I love reviews! Here is a new one, by H.T. Reynolds, on amazon.com. Thank you very much, H.T.!

She thinks The Closet's All Mine is the best relationship (or non-relationship) advice book she has ever read, which is indeed a very nice thing for her to say. My favourite advice book of all time is Live Alone and Like It by Marjorie Hollis, although I think Ecclesiastes is also an advice book, and we ought to love it most. Live Alone and Like It, perhaps because it was written before the sexual dissolution, is compatible with Catholic moral teaching in a way my dating faves, The Rules and He's Just Not That Into You, are not.

The Girls' Guide to Surviving a Break-up, which I found for sale in a Jesuit library (hee hee!), by Delphine Hirsh is excellent, and I mention it in My Book. (Indeed, I need it in My Book!) And while I'm on the subject, I should praise Co-Dependent No More by Melodie Beattie which, thank Providence, I found after a heart-rending psychodrama with an alcoholic. Anyone who loves or is in love with a boozer, drugger or gambler should read Co-Dependent No More.

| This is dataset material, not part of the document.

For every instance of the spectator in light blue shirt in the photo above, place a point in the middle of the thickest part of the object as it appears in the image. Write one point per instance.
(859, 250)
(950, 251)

Advice books are a lot of fun, but I only really like them if they have literary or comic merit. The Rules, which doesn't have literary or comic merit, is the exception. I would love to write a very literary advice book, perhaps in the style of another age, in the voice of an unusually well-educated elderly woman (reputed to be a witch) to a very young woman, whom she loves. I would shove in as much advice as I could, of all kinds, although perhaps I'd have to learn a lot more first:

Take heed, my spiritual daughter, and invite not men to thy house unless thou art having a general celebration with many guests, in which case thou ought to prepare the provinder the day before, buying minced lamb from the butcher, rolling it in flour flecked with marjoram, and mixing it with a small diced onion, four tablespoons of beef stock and a tablespoon of ye HP sauce, before plunging it into muffin tins lined with pastry made from a pound of flour, and a weight of lard melted in hot milk-and-water. Such delicacies are much thought of in Scot Land, where good husbands can be found amongst those fleeing the increasingly vile errors of Canterbury, taking refuge in the motherly bosom of Holy Church.

2 comments:

Anonymous said...

HP sauce? In my lovely lamb pies? Say it ain't so!

BA(rf)

Seraphic said...

It's a special kind, not ordinary HP.